Espaços que antes eram sinônimos de paz, as igrejas estão hoje permeadas pelos efeitos da polarização política vivida no País. “Era pra ser um refúgio de tranquilidade, não atrito”, desabafa A. Martins, 40, que deixou de ir ao templo evangélico que frequentava.
Além dele, o Diário do Nordeste conversou com outros fiéis que se afastaram dos espaços religiosos, neste ano, devido ao acirramento das questões políticas. E nenhum deles pretende voltar.
“Estão proliferando ódio”
O motorista de aplicativo A. Martins, que pediu para ser identificado apenas desta forma, participava das atividades de uma igreja evangélica de Fortaleza há cerca de 5 anos. Em 2022, porém, o bem-estar que sentia deu lugar a incômodo. A paz virou guerra.
“Lamento, sinto muita falta, eu gostava do ambiente. Mas a igreja é pra ser um refúgio de tranquilidade, de paz, local pra orar, agradecer. A gente procura calmaria, não um local pra discussão, atrito.

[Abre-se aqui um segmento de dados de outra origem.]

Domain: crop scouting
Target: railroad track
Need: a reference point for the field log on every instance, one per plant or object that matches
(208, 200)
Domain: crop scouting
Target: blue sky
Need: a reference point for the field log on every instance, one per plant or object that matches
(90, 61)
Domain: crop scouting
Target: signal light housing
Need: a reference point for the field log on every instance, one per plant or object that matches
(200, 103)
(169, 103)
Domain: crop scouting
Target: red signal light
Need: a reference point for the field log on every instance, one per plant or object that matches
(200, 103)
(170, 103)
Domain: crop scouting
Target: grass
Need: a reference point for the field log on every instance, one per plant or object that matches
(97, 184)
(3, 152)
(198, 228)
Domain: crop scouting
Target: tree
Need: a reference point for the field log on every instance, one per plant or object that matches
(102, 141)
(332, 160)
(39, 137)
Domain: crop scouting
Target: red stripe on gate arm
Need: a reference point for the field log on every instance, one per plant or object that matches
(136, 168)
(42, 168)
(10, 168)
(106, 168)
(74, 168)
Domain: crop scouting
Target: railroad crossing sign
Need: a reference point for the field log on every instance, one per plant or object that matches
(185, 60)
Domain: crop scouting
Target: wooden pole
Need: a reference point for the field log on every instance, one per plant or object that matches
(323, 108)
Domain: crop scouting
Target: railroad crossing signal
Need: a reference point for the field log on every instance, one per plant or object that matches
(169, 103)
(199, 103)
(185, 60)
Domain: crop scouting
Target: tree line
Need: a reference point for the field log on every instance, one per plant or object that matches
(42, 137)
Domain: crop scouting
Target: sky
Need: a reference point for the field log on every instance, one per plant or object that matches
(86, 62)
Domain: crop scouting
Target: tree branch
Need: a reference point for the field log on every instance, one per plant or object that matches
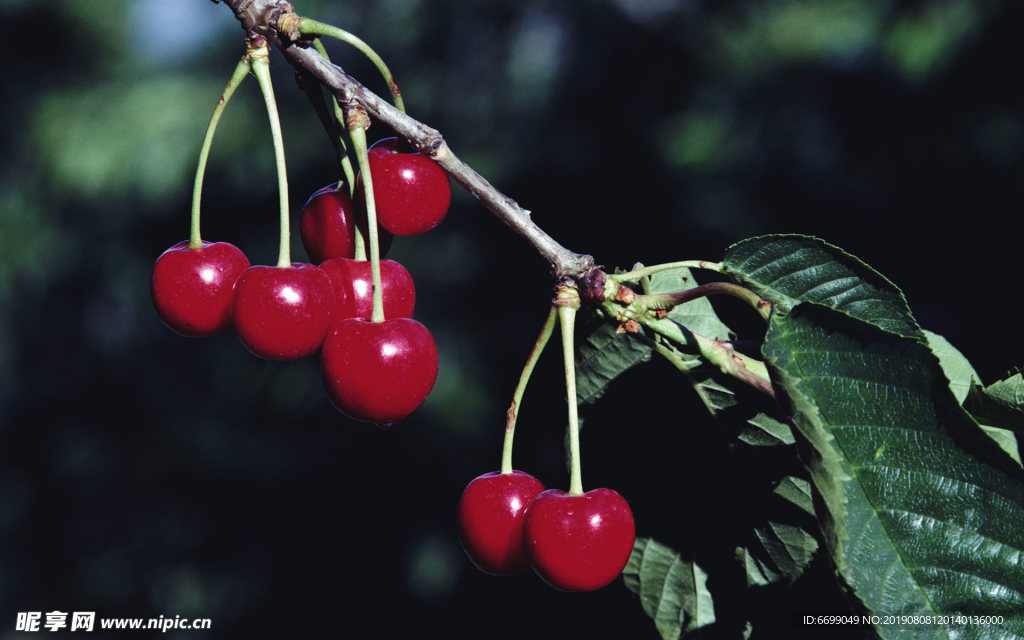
(276, 20)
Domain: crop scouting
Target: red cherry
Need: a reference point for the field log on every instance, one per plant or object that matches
(412, 193)
(379, 372)
(193, 289)
(283, 313)
(579, 543)
(328, 225)
(353, 290)
(491, 518)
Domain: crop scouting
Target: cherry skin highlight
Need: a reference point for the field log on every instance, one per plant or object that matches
(491, 520)
(353, 289)
(579, 543)
(194, 289)
(283, 313)
(379, 372)
(412, 193)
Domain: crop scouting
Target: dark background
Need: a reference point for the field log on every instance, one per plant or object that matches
(144, 474)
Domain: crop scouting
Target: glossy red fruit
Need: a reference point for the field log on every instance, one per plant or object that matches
(579, 543)
(193, 289)
(379, 372)
(412, 193)
(491, 519)
(283, 313)
(353, 291)
(328, 224)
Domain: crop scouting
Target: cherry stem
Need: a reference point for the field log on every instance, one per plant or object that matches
(310, 27)
(648, 270)
(670, 300)
(357, 121)
(513, 413)
(260, 56)
(567, 301)
(241, 71)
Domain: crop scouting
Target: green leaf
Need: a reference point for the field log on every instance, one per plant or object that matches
(673, 591)
(963, 379)
(697, 315)
(603, 355)
(919, 517)
(787, 269)
(779, 547)
(1000, 403)
(957, 369)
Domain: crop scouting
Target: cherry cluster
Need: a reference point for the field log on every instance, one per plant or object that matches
(508, 523)
(376, 372)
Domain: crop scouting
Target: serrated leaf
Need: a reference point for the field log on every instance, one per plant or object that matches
(673, 591)
(1000, 403)
(602, 356)
(963, 379)
(781, 545)
(914, 522)
(697, 315)
(957, 369)
(787, 269)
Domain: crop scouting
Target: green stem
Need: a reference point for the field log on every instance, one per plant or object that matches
(513, 413)
(669, 300)
(241, 71)
(313, 28)
(722, 355)
(261, 66)
(567, 303)
(357, 121)
(647, 270)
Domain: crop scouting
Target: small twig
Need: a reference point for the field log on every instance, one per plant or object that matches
(276, 20)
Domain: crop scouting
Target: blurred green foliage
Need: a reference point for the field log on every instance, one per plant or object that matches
(144, 474)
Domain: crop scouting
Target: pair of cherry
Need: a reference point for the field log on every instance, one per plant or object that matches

De forma alguma concordo com isso”, declara.
A pastora e o presbítero começaram a falar mal de um candidato. Eu disse que não concordava, porque eles têm influência sobre os demais membros da igreja, as pessoas os escutam. Veio uma membra e disse que tinha que falar mesmo. Não discuti.
O silêncio logo se tornou ausência. Martins passou a “não se sentir bem” com a convivência presencial e online com os membros da igreja, e decidiu sair. “As pessoas estão proliferando ódio, falando mal do outro. Isso não é bom pra ninguém”, desabafa.
“É muito triste estar dentro da igreja ver que as pessoas esqueceram do propósito da fé, da religião, de focar no real – que é amar o próximo. Passam por cima de tudo em prol de algo que defendem e acreditam”, lamenta Martins, afirmando que o sentimento é compartilhado com outros fiéis.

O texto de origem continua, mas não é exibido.